Health care has not always been identified as a team sport, as we’ve currently come to consider it. In the “good old days,” individuals were cared for by one all-knowing doctor who lived within the community, visited the home, and was available to attend to needs at any time of day or night. If nursing care was needed, it was frequently offered by family members, or in the case of a family of means, by a private-duty nurse who “lived in.” Although this brought in elements of teamwork, health care has changed extremely since then and the rate has quickened even more dramatically in the past two decades. The speed of change will continue to accelerate as both clinicians and patients merge new technologies into their management of wellness, illness, and complicated aging. The clinician working alone is now seen as unpleasant in health care—a lone ranger, a cowboy, a person who works long and hard to provide the care needed, but whose dependence on solitary resources and perspective may put the patient at risk.
A driving force behind health care practitioners’ transition from being soloists to individuals of an orchestra is the complexity of present health care, which is changing at a very high pace. The U.S. National Guideline Clearinghouse now lists over 2,700 clinical practice guidelines, and, every year, the results of more than 25,000 new clinical trials are published. No single individual can understand and use all this information.
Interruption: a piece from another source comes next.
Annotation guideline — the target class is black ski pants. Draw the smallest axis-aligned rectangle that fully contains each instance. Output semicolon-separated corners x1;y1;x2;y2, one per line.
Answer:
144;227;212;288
In order to benefit from the detailed information and specific knowledge needed for his or her health care, the typical Medicare beneficiary visits 2 primary care clinicians and 5 specialists per year, as well as providers of diagnostic, pharmacy, and other services. This figure is several times larger for people with multiple chronic conditions.
The implication of these acts is immeasurable. By one estimate, primary care physicians caring for Medicare patients are linked in the care of their patients to, on average, 229 other physicians yearly, to say nothing of the vital entanglement between physicians, nurses, physician assistants, advanced practice nurses, pharmacists, social workers, dieticians, technicians, administrators, and many more members of the team. With the rise in complexity in health care, which shows no signs of reversal, the number of connections among health care providers and patients will likely continue to increase and become more complicated. Data already suggest that referrals from primary care providers to specialists rose dramatically from 1999 to 2009.
Due to this complexity of information and interpersonal connections, it is not only hard for one clinician to provide care in isolation but also definitely harmful. As many clinicians provide care to the same patient or family, clinicians become a group working with at least one common aim: the best possible care—whether or not they acknowledge this fact. Each clinician relies upon information and action from other members of the team. Yet, without explicit acknowledgment and purposeful cultivation of the team, systematic inefficiencies and errors cannot be addressed and prevented. Now, more than ever, there is an obligation to strive for perfection in the science and practice of interprofessional team-based health care.